The National Parking Association (NPA) announced the winners of its 2015 Innovation Awards during today’s Innovation Awards Luncheon at NPA’s 64th Annual Convention & Expo being held this week in Miami, Fla.
"Each NPA Innovation Award winner represents excellence, best practices and innovation in the parking industry,” said NPA president Christine Banning, CAE. “The winners demonstrate professionalism and parking best practices while using leadership and state-of-the-art technology to improve safety, sustainability and bottom line results.”
The 2015 NPA Innovation Award winners are:
NPA Innovator of the Year: Chandrea Frantz, President and Chief Marketing Officer, Parking Guidance Systems, LLC
Chandrea Frantz, a parking outsider, founded Parking Guidance Systems, LLC (PGS) to bring a consumer advocacy approach to parking guidance. PGS and Frantz designed a business model based on a “problem-solving approach to parking systems.”
PGS designs feature state-of-the-art parking solutions to improve efficiency and profitability. The company has completed major wayfinding and space management projects for all parking sectors, including the installation of 11,000 sensors at Dallas-Fort Worth Airport and a real-time parking system at West Village in Uptown Dallas.
PGS partners with INDECT, AVPM and Frog Parking Systems to make parking industry partnering a path to the best solution for the parking assets. PGS brings a smart city and sustainability focus to hotels, municipalities, airports and mixed-use spaces.
Chandrea Frantz is an inclusive team leader, who focuses on the voice of the customer and the value of the parker with the latest tech innovations.
Innovative Organization of the Year: University of British Columbia
In the past, the University of British Columbia’s (UBC) gated facilities were causing significant traffic delays for the university, equaling 166 hours of idling each day. This resulted in wait times of up to 45 minutes for parkers, burning 175 gallons of fuel daily.
Fixed license plate recognition (LPR) cameras monitor traffic and a virtual permit program allows parkers to purchase permits as needed online. To solve this problem, UBC installed a gateless, permitless solution from T2 Systems. The new gateless system drastically reduced idling, improved customer satisfaction, decreased UBC’s carbon footprint and saved the university more than $4 million.
“The conversation around parking at UBC for a long time was about how expensive the parking cost. Once we installed the new parking system, the conversation changed really quickly to how easy it is to get in and out of the facilities,” said Brian Jones, director for parking and access services, UBC. He added, “We changed the way the community viewed us. Now we are demonstrating a real value-add by speeding up entry and exit.”
Innovative Facility of the Year: Fort Lauderdale-Hollywood International Airport
To boost parking revenue and customer satisfaction at Fort Lauderdale-Hollywood Airport, Kent George, director of aviation for Broward County, developed a customer-centric plan to identify the needs of both business and leisure travelers.

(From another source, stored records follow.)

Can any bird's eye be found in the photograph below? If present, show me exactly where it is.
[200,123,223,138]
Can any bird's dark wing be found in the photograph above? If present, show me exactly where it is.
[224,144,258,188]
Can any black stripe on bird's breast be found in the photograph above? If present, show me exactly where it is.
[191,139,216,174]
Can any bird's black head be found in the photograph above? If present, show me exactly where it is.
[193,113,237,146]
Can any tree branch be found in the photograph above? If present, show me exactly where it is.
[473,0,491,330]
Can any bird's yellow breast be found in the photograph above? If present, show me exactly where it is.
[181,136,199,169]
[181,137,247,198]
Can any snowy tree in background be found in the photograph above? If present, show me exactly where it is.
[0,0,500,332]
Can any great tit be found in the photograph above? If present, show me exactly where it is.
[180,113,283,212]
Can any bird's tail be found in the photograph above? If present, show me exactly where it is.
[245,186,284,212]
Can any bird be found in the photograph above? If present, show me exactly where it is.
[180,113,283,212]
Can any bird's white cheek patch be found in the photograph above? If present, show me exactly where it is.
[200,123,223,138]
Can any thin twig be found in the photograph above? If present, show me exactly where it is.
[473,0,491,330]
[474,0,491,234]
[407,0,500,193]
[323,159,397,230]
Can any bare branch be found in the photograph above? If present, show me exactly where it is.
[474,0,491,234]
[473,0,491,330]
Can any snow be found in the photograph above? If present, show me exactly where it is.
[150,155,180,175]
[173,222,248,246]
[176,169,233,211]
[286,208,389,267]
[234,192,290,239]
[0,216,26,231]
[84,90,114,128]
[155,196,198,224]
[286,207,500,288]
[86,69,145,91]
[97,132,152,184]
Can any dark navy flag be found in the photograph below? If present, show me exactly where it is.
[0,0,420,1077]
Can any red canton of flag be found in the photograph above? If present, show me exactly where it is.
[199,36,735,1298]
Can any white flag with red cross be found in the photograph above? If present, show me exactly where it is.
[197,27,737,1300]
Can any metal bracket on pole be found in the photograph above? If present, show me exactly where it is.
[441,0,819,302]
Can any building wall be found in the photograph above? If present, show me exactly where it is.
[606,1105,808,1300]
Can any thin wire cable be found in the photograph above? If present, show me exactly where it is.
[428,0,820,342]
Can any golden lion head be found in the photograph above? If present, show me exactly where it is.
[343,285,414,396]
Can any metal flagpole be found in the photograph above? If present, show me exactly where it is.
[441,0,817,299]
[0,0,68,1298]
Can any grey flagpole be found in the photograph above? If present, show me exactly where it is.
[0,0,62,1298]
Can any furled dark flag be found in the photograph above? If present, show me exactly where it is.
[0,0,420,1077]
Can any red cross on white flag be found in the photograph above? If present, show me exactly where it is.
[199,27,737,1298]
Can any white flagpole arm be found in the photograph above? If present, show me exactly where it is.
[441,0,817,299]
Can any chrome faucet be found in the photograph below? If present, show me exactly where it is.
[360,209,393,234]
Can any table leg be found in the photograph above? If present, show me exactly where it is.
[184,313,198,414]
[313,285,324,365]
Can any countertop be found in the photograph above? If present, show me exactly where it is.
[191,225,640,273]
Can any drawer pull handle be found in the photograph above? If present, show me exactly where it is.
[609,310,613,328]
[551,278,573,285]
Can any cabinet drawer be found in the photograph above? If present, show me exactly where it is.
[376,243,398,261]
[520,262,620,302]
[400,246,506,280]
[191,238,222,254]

George explained, “We went through a process and established focus groups asking consumers how we can do better with airport parking. Business travelers like to be able to reserve spots and valet at the curb. Leisure travelers were more interested in parking in an economy-type lot, as close to the airport as possible, with little hassle. We addressed those areas and made parking easier with apps, a reservation program and priority parking. We are responding to the marketplace needs that were derived from our focus groups.”
As a result, the airport is responding to the marketplace with a $2.3 billion modernization program, including Park Assist’s M-4 camera-based guidance system and HUB Parking Technology’s revenue control platform. The new system will generate up to $5 million of premium parking revenue and reduce search time by 44 percent, the equivalent of 1 million miles driven.
Innovative Sustainability Project of the Year: University of California, Irvine Transportation Services
University of California, Irvine (UCI) Transportation Services developed a comprehensive sustainable parking program that decreases emissions by 80,000 vehicle trips. The program reduced total commuter gas emissions by 45 percent, and decreased energy use by more than 70 percent.
UCI’s parking system uses LPR technology for 8,000 users across 6,500 spaces. The university offers movable EV charging stations to meet growing demand, and its rideshare program connects UCI staff and students through online matching of carpool partners. An automated bikeshare program, trains, buses and incentive programs all encourage green transportation practices. Of UCI’s 38,000 students, faculty and employees, 65 percent use sustainable transportation options.
The National Parking Association is the nation's leading parking trade group advancing the interests of the private and public sector in parking technology, sustainable mobility, certification, advocacy, research and education. Founded in 1951, NPA has more than 2,500 members and represents all segments of the parking industry. www.weareparking.org.